Hitoshi Takano OCT/2002

 「先憂後楽」という言葉をご存知であろうか?
 広辞苑によれば、「天下の安危について、人より先に憂え、人より後に楽しむこと」と記されている。志士や仁人のあり方を示した言葉であるが、元の意味はともかく、競技やスポーツの世界では、「まず、練習において苦労して、その後に試合などの結果において楽しめ」というような使われ方をする言葉でもある。ひどい話しになると「今、苦労しておけば、あとで楽できる」というような意味に使う人もいる。

 さて、この言葉、実際に行うとなる永遠に「楽」は来ないで、「苦」が来るような気がする。
 元の意味の「天下の安」は果たして来るのであろうか?「天下国家」を考えれば、常に「天下の危」が浮かび上がってくるのではないだろうか?「今、天下は安泰である」などと考えることこそ、「危機」を呼びこむようなものではないだろうか?

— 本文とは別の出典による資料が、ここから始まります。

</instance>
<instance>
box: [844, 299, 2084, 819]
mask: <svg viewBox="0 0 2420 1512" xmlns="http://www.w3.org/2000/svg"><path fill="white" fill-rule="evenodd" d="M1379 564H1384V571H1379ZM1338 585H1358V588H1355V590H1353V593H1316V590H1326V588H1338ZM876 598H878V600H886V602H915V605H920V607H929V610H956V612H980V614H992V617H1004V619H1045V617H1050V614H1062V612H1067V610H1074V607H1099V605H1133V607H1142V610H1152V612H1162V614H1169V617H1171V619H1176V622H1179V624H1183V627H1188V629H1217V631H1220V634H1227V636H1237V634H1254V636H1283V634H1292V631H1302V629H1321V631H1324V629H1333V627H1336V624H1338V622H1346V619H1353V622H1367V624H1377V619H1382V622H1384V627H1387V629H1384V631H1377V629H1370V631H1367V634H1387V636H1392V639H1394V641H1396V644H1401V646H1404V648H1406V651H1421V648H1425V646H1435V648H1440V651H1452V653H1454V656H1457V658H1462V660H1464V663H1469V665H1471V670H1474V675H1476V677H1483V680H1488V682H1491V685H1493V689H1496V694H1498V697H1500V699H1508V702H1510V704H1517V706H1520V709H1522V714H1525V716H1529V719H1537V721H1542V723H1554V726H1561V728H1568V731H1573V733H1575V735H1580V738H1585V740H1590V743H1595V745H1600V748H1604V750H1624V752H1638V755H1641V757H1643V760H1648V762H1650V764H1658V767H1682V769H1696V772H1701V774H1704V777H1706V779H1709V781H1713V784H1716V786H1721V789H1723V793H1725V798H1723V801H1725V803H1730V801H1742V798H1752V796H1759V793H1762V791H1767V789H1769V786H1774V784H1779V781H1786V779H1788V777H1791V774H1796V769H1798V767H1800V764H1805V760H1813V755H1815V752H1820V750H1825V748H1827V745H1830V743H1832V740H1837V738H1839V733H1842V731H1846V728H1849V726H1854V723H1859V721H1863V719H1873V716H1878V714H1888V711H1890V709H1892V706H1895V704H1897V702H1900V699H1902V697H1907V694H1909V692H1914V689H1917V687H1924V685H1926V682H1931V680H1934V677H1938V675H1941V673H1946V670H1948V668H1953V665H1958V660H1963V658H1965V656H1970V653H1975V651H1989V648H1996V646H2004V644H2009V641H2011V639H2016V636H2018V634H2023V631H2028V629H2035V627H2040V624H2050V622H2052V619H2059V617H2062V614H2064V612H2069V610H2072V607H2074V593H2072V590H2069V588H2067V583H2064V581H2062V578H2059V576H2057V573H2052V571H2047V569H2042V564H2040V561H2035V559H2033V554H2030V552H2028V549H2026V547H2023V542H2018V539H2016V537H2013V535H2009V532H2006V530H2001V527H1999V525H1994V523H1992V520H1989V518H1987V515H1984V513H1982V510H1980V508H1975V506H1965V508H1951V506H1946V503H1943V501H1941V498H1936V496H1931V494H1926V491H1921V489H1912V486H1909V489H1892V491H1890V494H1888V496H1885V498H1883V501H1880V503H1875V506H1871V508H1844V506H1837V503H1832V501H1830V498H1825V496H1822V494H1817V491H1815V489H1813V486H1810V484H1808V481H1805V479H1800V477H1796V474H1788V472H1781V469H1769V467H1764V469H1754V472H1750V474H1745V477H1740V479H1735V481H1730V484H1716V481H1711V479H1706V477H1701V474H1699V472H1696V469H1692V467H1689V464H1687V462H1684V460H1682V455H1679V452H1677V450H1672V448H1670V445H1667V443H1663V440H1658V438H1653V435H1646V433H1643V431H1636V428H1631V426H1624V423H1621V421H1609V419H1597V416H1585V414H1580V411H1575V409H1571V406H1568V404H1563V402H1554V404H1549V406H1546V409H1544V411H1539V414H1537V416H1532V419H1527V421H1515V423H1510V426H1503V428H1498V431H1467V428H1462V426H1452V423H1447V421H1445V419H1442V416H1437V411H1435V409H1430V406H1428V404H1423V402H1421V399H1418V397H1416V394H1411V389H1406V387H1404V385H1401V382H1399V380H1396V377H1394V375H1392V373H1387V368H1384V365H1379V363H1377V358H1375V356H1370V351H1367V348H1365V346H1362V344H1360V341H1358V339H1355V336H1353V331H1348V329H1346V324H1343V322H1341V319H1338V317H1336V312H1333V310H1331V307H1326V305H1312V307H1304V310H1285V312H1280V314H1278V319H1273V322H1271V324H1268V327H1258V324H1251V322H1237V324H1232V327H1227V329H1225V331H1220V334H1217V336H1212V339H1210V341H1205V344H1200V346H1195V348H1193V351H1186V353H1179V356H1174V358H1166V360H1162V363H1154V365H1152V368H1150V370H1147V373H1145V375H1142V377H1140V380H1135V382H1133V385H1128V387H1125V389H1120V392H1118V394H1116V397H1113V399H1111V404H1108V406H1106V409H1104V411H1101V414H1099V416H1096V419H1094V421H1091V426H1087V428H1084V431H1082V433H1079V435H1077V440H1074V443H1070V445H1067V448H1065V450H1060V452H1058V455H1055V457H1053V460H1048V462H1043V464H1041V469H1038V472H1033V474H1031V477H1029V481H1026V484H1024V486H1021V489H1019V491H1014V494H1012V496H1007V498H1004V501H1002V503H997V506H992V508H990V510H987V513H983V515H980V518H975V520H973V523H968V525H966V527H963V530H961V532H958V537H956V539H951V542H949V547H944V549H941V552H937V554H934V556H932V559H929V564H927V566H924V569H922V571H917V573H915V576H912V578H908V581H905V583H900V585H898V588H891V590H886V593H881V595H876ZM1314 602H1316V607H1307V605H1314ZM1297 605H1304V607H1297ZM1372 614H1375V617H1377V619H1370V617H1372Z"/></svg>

 競技スポーツに携わる人達にとっても、ある意味で「現役」を引退するまでは「苦」の連続であるし、たとえ優勝して一瞬「楽」が訪れたように見えてさえも、競技を続けていく以上は、次は追われる立場であり、「苦」を続けなければ、栄冠は守れない。引退しても、指導者として競技に関わっていけば、同じである。まったく、足を洗わなくては、「楽」は来ないのではないだろうか?

 先ほど、ひどい話しになるとといった「今、苦労しておけば…」などという考え方をする人間は、常に苦労をしつづける。そういう人は、結局、後で楽しようなどと思わない。現在の努力(苦労)は、未来の「楽」の保証にはならないからだ。
 するとどうなるか?後先見ずに楽しむヤカラは、いつも楽しみ、「先憂後楽」の士は、常に「苦」の中に身を置く。

 「先憂後楽」という言葉は、まさに人々を「苦」や「努力」の中において、それを良しとする言葉ではないだろうか?

 孔子は、中国の聖代の理想の政治のあり方を解いた。そういう体制になれば、全人民が「楽」の中に身をおけると考えたかもしれない。
 孔子の性善説は有名だが、本当は、孔子は「人の性は善ではない」ことを知っていたのではないだろうか?だから、あえて、「人の性は善だ」と説いて、それを浸透させた。人が、そう思うことの力により善になると信じて…。
 そう思うと、儒教というのはすごいものかもしれない。忠や孝などは、人はできない。しかし、できないことを人が持っている性質だから、本当はできると思わせ、しかも、それが正しい規範だとすることで、人の思いの力によって、理想を実現しようとする。
 「先憂後楽」は孔子の言葉ではないが、儒教的な思想の中に位置付けていい言葉であろう。これにしても、できないからこそ、あるべき姿としての言葉なのかもしれない。

 「競技かるた」という競技に関わる者として、本来の意味とは少しはずれてしまうかもしれないが、「競技」に生きる場合のこの言葉の意味を肝に命じたいと思う。

 人の本性は、楽して強くなりたいのだから…。